The first relevant issue is the so-called "page cache". There must be a centralized cache of memory to minimize memory usage and enable any application to access this cache. Therefore, the kernel must be able to manage the page cache entries with the helper of file system drivers (for example, to flush dirty pages out to disk).

Along with the "page cache", the results of path lookups should also be cached. Using Linux, the dirent cache is consulted along every step of the traversal. For optimal performance, this lookup must be done by a central authority. The result of path lookup is further complicated by the mutable nature of the file system. When a file is deleted, the central authority must be made aware of this deleting to not end up with a stale cache.

Another notable problem is that of frequent context switches. When a userspace program requests to read 2048 bytes from a file, they would likely make a request to some central authority. This request then gets routed to the proper userspace driver (if the requested page is not in the "page cache"). At this point, the device driver must locate the disk sector which contains the relevant data. In the simply case, this can be done without any communication with the disk driver. However, actually reading the data requires calling into the disk driver. Finally, when the disk driver receives a completion event, the chain unravels, passing through the device driver into the cetral authority and then back the requesting application. On a single-processor system, this requires at least 4 context switches.

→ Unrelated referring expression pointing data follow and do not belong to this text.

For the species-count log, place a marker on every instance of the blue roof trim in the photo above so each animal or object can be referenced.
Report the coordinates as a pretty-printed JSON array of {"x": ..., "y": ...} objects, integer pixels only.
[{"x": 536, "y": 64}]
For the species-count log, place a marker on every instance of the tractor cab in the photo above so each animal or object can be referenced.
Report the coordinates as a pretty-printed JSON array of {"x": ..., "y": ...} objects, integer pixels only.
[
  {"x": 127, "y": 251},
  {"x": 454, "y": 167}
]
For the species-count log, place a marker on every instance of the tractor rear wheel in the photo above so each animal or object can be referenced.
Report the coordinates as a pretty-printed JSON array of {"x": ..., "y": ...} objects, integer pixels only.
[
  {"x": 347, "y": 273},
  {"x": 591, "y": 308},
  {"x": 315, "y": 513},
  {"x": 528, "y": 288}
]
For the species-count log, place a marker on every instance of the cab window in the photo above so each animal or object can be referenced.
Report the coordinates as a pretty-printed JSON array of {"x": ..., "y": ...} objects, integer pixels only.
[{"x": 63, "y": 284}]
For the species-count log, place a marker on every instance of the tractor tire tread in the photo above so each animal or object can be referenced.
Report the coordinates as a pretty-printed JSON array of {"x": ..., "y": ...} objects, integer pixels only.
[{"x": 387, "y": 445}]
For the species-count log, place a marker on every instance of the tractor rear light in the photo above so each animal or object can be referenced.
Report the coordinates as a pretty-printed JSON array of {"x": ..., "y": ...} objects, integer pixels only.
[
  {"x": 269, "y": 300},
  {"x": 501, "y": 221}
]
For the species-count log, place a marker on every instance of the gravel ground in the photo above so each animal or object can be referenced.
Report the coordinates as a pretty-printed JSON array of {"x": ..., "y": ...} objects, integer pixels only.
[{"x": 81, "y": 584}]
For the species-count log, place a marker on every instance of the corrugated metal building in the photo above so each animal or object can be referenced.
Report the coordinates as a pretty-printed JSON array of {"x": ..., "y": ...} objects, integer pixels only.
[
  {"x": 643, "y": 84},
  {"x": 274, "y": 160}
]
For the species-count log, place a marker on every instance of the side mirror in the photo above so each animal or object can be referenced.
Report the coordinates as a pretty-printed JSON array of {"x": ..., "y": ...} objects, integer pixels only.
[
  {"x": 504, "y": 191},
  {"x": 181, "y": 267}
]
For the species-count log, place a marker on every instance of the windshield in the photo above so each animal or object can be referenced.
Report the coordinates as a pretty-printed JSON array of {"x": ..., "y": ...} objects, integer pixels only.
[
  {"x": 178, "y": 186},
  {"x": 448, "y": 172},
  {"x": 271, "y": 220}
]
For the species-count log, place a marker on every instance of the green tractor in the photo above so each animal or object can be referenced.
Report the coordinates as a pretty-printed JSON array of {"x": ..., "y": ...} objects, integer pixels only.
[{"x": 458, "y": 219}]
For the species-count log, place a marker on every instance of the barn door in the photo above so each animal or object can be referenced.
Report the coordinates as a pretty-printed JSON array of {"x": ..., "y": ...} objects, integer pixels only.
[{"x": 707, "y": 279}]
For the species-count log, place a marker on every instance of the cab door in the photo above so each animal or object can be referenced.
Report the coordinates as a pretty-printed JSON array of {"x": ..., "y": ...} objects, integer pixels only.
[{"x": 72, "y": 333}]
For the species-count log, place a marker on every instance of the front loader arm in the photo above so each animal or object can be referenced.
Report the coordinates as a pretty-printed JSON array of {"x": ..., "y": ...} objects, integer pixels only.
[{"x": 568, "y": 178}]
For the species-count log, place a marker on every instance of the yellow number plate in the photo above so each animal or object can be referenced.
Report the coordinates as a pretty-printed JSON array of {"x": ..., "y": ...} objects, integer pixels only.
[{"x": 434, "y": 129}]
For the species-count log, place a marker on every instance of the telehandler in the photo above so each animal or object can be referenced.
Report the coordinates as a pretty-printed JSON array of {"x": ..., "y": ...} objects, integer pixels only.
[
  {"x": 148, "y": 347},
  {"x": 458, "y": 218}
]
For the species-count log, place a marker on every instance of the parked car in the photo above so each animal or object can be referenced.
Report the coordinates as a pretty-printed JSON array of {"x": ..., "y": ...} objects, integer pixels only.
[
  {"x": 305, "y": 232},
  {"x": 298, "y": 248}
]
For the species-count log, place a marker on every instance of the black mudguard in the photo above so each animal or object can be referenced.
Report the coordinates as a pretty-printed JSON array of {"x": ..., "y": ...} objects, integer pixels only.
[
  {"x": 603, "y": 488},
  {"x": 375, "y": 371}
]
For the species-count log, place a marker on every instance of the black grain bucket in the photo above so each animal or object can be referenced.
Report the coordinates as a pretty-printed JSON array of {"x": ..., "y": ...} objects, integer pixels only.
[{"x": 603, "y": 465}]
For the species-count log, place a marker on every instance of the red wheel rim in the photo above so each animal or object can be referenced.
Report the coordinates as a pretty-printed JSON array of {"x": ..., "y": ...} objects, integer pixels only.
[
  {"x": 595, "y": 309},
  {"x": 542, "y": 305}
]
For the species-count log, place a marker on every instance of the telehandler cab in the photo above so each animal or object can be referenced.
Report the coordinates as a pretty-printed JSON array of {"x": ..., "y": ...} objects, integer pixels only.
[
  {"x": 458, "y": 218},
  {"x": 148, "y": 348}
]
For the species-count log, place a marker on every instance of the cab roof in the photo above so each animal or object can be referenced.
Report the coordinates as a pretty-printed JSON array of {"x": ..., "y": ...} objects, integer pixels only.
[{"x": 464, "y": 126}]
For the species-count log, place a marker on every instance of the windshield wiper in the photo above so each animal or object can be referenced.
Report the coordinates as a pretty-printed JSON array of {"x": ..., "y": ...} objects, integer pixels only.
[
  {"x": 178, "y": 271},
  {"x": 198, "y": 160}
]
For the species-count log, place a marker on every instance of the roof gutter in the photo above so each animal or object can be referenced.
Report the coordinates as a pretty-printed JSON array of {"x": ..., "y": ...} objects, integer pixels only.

However, imagine instead this scenario with a 16 core machine that is actively reading an entire 32 MiB file. When doing sufficently large amounts of IO, the effective operation cost be bounded by the speed of the disk itself. To read the 32 MiB file as quickly as possible, it is enough to ensure the disk's queue of read requests is always full. During this scenario, the separate processes will run on separate cores, communicating with each other through lock-less SPSC queues (think Linux io_uring). In this scenario, throughput is maximized, since the file system driver can submit multiple blocks to be read at once.

Notice, this requires the underlying application uses asynchronous IO itself, will allows it to drive more and more requests for data. When using a synchronous IO, the kernel would have to specutively prefetch subsequent sectors to acheive a similar effect.

The conclusion is thus that asynchronous IO can tolerate the increased context switches readily, and although there is higher latency when the "page cache" is missed, throughput should be unaffected.

IPC Wake Up

Another serious issue to consider is the mechanism to wake tasks which have received requests over the IPC mechanism. In Linux io_uring, a system call (io_uring_enter) is used to notify the kernel there is work to do. Alternatively, an application can request the kernel busy-poll its submission queue for new entries. Note this assumes that the IPC is purely asynchronous.

In a multi-processing scenario, the responsible task could already be awake and busy, and thus the calling program needs not wakeup anyone. However, it is equally possible that the task needs to be awoken. To do this, the kernel itself must perform some sort of mediation. This could be implemented by calling into the kernel, which would then attempt to schedule the relevant task, before returning to the caller.

It would be nice if the caller could directly call into the responsible task (using an interrupt vector), but this cannot be considered scalable (given that only 255 vectors are available). More research would be needed to determine the optimal mechanism for this case.